John Doerr, l'associé le plus médiatique de KPCB, ne baisse pas les bras pour autant. La semaine dernière, il était auditionné par le Sénat sur le financement des "technologies vertes". Lorsqu'on lit son intervention on réalise qu'il s'agit plus d'un appel au leadership du gouvernement américain que d'une ode à la supériorité du financement privé. Car la question est une urgence nationale, explique John Doerr, qui cite son ami Al Gore (aussi membre du conseil d'administration de KPCB): "Nous empruntons à la Chine afin d'acheter au pays du Golfe un pétrole que nous allons consommer au point de détruire la planète. Tout cela doit cesser."

Vue de la Silicon Valley, deux axes émergent. Le premier est une optimisation d'un réseau électrique, notoirement inefficient aux Etats-Unis. De jeunes entreprises, financées par du capital risque, travaillent au développement d'algorithmes qui permettront de réduire la demande "intelligemment". Le second axe est la recherche sur les batteries, le nouveau Graal de la high tech américaine.
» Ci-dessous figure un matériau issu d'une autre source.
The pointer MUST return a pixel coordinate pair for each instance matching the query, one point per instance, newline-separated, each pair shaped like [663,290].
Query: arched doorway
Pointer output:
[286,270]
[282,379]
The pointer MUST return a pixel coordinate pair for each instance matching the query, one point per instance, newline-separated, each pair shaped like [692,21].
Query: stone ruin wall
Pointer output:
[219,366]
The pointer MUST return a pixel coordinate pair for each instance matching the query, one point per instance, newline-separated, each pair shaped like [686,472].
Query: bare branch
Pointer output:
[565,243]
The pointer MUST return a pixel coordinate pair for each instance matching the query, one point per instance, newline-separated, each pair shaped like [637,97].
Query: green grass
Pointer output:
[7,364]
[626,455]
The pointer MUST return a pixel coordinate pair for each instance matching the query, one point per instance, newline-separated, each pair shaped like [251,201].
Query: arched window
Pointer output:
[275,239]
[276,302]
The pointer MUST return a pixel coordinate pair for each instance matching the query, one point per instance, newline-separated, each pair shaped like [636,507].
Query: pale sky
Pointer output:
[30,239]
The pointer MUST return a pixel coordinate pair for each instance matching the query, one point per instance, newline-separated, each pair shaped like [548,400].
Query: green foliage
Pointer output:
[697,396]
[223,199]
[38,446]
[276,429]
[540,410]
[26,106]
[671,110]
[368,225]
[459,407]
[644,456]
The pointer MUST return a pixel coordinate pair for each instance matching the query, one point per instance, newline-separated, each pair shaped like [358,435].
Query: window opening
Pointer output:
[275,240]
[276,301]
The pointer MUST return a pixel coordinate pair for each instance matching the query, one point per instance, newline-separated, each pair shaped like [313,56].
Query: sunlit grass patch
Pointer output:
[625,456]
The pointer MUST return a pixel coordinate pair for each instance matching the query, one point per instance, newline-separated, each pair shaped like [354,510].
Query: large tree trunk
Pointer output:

Une percée dans ce domaine aura des implications dans l'électronique grand public dont le rapport miniaturisation/performances trouve précisément ses limites dans celles des batteries.
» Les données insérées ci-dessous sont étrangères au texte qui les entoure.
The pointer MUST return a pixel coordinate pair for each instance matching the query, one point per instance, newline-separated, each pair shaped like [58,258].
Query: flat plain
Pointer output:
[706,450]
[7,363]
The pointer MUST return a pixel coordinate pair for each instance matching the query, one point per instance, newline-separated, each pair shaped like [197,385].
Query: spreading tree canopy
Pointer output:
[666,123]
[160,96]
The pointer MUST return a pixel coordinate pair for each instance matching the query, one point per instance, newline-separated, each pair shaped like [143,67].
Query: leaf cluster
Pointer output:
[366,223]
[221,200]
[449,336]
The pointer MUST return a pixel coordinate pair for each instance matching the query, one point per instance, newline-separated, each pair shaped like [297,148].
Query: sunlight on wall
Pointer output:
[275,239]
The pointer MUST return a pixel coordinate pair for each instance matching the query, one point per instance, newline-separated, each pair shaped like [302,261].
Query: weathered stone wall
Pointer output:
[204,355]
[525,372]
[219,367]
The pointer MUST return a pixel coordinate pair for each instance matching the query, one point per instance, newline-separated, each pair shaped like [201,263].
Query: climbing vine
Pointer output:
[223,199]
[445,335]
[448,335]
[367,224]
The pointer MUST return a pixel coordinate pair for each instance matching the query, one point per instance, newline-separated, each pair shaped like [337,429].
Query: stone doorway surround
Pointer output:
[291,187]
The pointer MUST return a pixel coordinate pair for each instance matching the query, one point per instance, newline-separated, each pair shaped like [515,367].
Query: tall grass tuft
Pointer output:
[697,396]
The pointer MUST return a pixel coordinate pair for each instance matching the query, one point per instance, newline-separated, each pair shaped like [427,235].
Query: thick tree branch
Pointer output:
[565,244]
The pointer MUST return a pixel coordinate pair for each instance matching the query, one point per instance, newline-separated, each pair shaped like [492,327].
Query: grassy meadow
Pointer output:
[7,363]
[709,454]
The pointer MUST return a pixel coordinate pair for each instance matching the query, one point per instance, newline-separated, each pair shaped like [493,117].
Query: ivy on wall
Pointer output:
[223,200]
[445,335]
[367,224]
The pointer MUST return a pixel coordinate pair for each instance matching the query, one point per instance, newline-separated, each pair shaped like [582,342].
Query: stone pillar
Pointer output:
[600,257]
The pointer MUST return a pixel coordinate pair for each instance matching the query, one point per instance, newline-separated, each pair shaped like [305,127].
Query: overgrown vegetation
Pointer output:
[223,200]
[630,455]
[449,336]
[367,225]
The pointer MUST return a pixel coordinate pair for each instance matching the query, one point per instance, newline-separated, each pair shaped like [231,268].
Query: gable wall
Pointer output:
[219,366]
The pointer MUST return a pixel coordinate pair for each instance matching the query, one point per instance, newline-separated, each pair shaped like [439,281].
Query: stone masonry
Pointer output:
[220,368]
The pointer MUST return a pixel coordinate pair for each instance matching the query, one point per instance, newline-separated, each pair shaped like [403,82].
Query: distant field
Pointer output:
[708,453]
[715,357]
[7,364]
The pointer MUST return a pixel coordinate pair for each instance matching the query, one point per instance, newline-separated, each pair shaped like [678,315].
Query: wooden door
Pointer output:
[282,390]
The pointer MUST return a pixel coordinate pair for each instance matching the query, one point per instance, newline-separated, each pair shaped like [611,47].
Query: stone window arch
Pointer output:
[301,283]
Mais le secteur le plus concerné reste l'automobile. L'amélioration des performances est même en passe de devenir une loi qui obligerait les constructeurs à réduire la consommation de 9,4 litres aux 100 km actuellement à 6,7 litres (pas de quoi exulter quand même). Si l'on part du principe que ce n'est qu'un début, l'avenir de la voiture passe donc par de meilleures batteries que ce soit pour des moteurs 100% électriques ou hybrides. Pour les premiers, on est loin du compte, puisque les modèles actuels dépassent rarement les 100 km d'autonomie et nécessitent plusieurs heures de charge. Quant à la voiture hybride, les gains sont minimes pour une technologie onéreuse (une Prius consomme à peine moins que les meilleurs diesels d'aujourd'hui). Pour qu'elle soit crédible une voiture électrique devra rouler cinq à six fois plus loin qu'aujourd'hui et se recharger en quelques minutes seulement. Si l'on ajoute le facteur poids, il faut améliorer l'ensemble par un facteur de 1.000.

C'est donc bien un changement d'échelle qui doit être opéré dans le domaine du stockage de l'électricité. Aujourd'hui, une grande partie de la Silicon Valley réoriente ses ressources (intellectuelles et financières), vers cet objectif. Certains y voient une nouvelle bulle, d'autres mettent en avant les limites de la physique qui font que depuis 1859 et l'invention de la batterie au plomb par Gaston Planté, les progrès n'ont été que minimes. Deux faits s'imposent: un, contrairement à l'industrie informatique, les efforts du seul secteur privé ne suffiront pas; deux, pour les Etats-Unis il s'agit bien d'un enjeu industriel essentiel. Sur les 30 groupes mondiaux dominant le marché des énergies solaires, éoliennes et des batteries, on ne compte que 6 entreprises américaines.